Ein Experiment konnte ich freilich auch selbst durchführen.

Ich holte meine Zigaretten und das Feuerzeug aus der Tasche und drückte es, wobei ich das Ding vorsichtshalber mit ausgestrecktem Arm weit von mir hielt.

Von einer Feuergarbe zu sprechen ginge zu weit. Allerdings sah das Feuer anders aus. Es brannte heller, die Flamme erhob sich gleichmäßig und rein.

Lag es also doch am Sauerstoff?

Möglicherweise kam er zumindest als einer der Gründe in Frage ...

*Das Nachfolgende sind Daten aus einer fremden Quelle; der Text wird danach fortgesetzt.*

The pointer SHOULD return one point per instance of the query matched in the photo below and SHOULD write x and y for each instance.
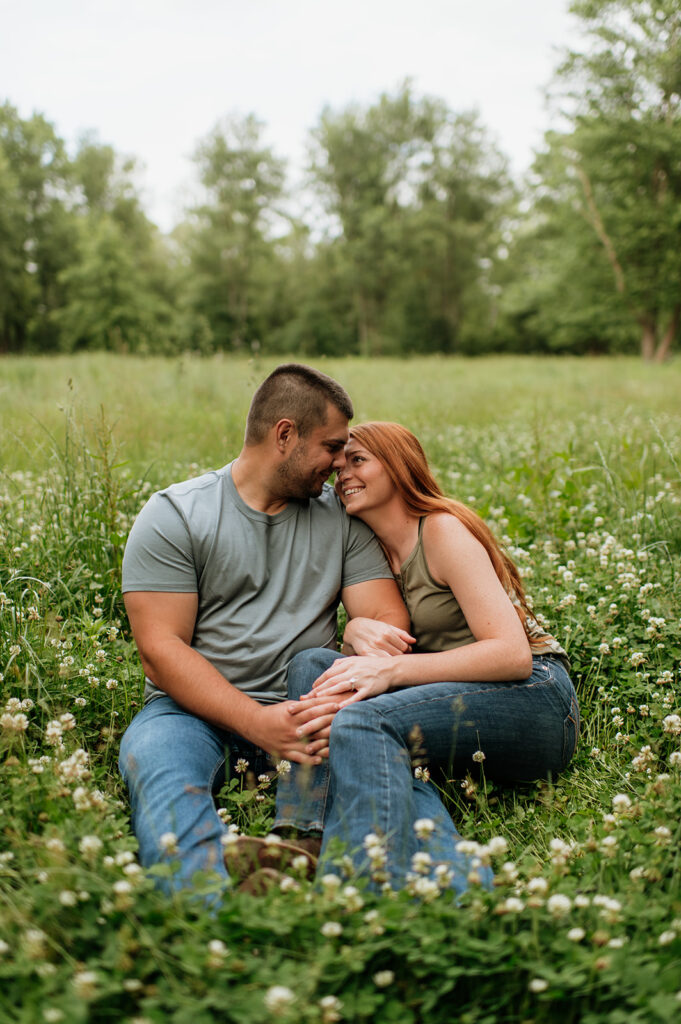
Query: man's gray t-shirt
(268, 585)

Seufzend und ohne mir eine anzuzünden steckte ich die Zigaretten wieder weg. Natürlich könnte ich mit einem hermetischen Gefäß zurückkommen und eine Probe der Luft entnehmen ... Die könnte ich dann in Moskau analysieren lassen. Da würde man mir alles haarklein erklären, mir Tabellen, Grafiken und Diagramme vorlegen ...

Brauchte ich das?

Letzten Endes lief doch alles immer wieder auf ein und denselben Schluss hinaus. Diese Welt war entweder für Funktionale oder für Menschen geschaffen, die dem Konsum von Drogen zuneigten. Möglicherweise wären der Rapper und seine Leute nur zu gern hierhergekommen. Oder solide Onkels mit Abgeordnetenzeichen am Revers. Lieder würden sie dann singen und nackt im Mondschein tanzen.

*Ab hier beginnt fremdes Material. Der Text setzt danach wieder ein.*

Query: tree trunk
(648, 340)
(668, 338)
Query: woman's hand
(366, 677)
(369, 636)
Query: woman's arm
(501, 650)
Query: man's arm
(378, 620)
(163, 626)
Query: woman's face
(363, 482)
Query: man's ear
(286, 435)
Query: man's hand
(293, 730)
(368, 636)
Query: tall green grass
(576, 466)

In mir festigte sich der Eindruck, in eine Welt geraten zu sein, die absolut niemand brauchte. Kein schönes Gefühl, wenn ich ehrlich sein sollte. Für Kimgim und Erde-17 hatte ich aufrichtiges Lob eingeheimst ... Mit einem Mal begriff ich, dass meine Zukunft, sobald sich die fünfte und letzte Tür öffnete, besiegelt sein würde. Vier Welten (unsere Erde eingeschlossen) standen mir bereits zur Verfügung, in denen ich mich mit einem Radius von zehn Kilometern bewegen konnte. Was ergab das für eine Fläche? Pi mal r zum Quadrat ... Etwas in der Art. Mit der Geometrie hatte ich immer meine Schwierigkeiten gehabt. Aber runde dreihundert Quadratkilometer dürften mir in jeder Welt offen stehen. Insgesamt anderthalb Tausend Quadratkilometer.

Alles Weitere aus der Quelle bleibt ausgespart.